Brian is lying peacefully on his bed. Amma stares at him. Jason stumbles over and stares at him. His fists are clenched. His chest is not moving slowly up and down. Amma and Jason hold their own breath in order to hear the breaths that aren’t coming out of Brian’s small mouth and nose.
“Call 911,” Jason says. But Amma is frozen. She grips the side of the crib so tightly that her knuckles turn white. “CALL 911!” Jason yells, he himself frozen. Tears begin to flow down Amma’s face. Her cheeks become red apples, shiny from the wetness of the tears. Jason hears her whimper and he takes a dive for the phone where he dials the three numbers that mean help.
Oh, this story. Oh, this story. I don’t even know where to begin. It was part of my first novel which was written in parts all over my notebooks. It’s something I always return to because I do love it so much. I’m sure that you noticed that the name of the woman is the same name as the character from my last post. They are not the same person. Sometimes I just get really attached to names.
I must tell you that I was surprised to find this part of the novel in my third notebook. I don’t like the third notebook very much because it reflects a very awkward period in my life. I like this part of the story. I like what I did with it.
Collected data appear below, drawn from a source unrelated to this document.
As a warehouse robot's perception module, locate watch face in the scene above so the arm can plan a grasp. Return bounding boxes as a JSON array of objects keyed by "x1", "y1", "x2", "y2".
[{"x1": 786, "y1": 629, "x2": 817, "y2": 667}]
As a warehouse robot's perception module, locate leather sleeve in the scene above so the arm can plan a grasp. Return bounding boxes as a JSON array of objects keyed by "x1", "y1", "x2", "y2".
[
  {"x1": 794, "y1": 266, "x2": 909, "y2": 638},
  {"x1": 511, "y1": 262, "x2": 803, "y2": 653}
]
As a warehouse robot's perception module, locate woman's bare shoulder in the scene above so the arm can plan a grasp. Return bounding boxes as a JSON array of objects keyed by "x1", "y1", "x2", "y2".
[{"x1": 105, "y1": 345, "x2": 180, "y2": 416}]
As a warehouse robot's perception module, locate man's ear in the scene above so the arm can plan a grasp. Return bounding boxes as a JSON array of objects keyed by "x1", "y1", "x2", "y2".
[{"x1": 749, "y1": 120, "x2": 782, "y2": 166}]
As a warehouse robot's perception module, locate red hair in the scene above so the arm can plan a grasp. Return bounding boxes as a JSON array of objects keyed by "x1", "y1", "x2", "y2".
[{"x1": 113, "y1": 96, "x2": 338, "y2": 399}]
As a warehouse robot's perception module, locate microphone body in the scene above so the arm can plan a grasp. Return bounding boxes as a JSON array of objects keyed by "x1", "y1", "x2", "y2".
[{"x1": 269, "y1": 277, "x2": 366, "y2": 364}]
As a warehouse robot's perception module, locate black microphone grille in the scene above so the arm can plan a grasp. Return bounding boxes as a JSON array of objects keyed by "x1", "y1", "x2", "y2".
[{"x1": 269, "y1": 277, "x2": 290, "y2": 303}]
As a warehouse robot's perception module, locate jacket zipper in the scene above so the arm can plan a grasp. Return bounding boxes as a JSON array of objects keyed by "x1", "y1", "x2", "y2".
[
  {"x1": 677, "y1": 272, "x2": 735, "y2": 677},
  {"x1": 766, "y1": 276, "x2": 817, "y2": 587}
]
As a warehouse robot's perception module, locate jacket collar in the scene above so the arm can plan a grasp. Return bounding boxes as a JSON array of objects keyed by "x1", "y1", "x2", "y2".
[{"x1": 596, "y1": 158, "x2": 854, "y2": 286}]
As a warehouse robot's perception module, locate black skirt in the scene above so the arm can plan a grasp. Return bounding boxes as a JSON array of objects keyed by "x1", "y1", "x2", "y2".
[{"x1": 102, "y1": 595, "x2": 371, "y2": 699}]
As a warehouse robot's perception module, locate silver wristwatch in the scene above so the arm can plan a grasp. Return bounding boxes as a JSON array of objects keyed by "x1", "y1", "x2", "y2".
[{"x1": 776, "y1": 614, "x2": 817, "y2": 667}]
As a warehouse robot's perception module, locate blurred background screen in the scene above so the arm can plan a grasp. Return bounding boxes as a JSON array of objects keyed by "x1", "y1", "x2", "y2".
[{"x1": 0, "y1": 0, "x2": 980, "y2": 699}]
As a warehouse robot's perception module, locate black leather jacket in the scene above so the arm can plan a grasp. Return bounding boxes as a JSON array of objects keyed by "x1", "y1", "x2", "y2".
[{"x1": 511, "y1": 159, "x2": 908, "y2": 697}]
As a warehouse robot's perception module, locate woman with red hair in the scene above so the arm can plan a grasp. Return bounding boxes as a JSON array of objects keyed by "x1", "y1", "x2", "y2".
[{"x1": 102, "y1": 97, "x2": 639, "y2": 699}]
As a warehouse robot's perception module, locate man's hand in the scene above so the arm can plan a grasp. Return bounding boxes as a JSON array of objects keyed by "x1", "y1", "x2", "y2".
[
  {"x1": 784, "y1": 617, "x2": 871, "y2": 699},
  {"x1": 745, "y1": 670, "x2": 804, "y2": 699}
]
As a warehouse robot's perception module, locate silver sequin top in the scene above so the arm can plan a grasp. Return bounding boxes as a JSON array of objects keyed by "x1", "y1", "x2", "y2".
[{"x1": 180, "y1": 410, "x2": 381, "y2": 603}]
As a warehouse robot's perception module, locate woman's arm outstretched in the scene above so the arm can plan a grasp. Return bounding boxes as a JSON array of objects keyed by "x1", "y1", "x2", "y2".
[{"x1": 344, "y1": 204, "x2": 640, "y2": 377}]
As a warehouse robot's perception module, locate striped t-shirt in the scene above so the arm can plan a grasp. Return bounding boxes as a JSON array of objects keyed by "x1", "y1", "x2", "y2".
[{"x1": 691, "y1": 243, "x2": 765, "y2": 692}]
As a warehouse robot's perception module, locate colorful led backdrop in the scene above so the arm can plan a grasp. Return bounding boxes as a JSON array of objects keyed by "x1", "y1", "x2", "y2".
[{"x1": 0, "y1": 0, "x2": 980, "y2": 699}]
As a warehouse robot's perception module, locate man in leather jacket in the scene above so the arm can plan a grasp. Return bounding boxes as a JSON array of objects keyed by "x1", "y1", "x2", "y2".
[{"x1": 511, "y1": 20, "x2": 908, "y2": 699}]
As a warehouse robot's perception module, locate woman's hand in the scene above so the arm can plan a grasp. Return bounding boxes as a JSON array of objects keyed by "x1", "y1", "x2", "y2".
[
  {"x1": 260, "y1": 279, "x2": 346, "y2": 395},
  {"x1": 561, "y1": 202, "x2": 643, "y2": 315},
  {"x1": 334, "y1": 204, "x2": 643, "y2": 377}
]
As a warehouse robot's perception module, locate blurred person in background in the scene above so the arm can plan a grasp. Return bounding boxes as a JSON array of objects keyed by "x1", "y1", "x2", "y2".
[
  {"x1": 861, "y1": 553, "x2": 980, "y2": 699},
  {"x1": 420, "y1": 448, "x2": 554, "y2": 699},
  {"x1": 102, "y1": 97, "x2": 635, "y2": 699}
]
This [unfinished] novel is incredible to me because I was so young when I started working on it but it was so well-defined. I knew the characters and I knew what they wanted. The main character in this story is not Amma or Jason. It is the house. I was trying to bring to life something that is normally not a living being. I’m sure that it has been done before, especially with houses. Ander Monson said in one of his beautiful tweets “A family, often itself contained by a home, is a mechanism for containing: secrets, pain, stories, beauty, the seeds of its own undoing.” I think, in the case of this story, I wanted to make a home that, not only contained a family, but reflected it as well.
It was my first attempt at magical realism. I think it might have also been my last. Magical realism is a tough thing to create and to put into a story for the same reason that I think stories that are written in genres such as Science Fiction and Fantasy are tough to write well. I don’t write Science Fiction and Fantasy because it too often relies on plot twists instead of character arcs. In magical realism you have to create a story in which the characters are believable. Despite what is going on around them and however crazy it may seem the characters have to behave in a way that any normal person would behave. They have to react correctly. It’s tough.
I remember submitting a draft of the beginning of this story my freshman year of college in my first ever creative writing course and I remember how my professor reacted when we read it in workshop. He opened the workshop by saying that I had created something really wonderful and that we have to take into account when reading magical realism that, so often, it is something that is used by writers who are describing characters who don’t live in the most ideal of situations. He asked us to consider whether or not we thought that magical realism worked within the realm of suburbia. He thought that it did. His comments made me feel both embarrassed and proud.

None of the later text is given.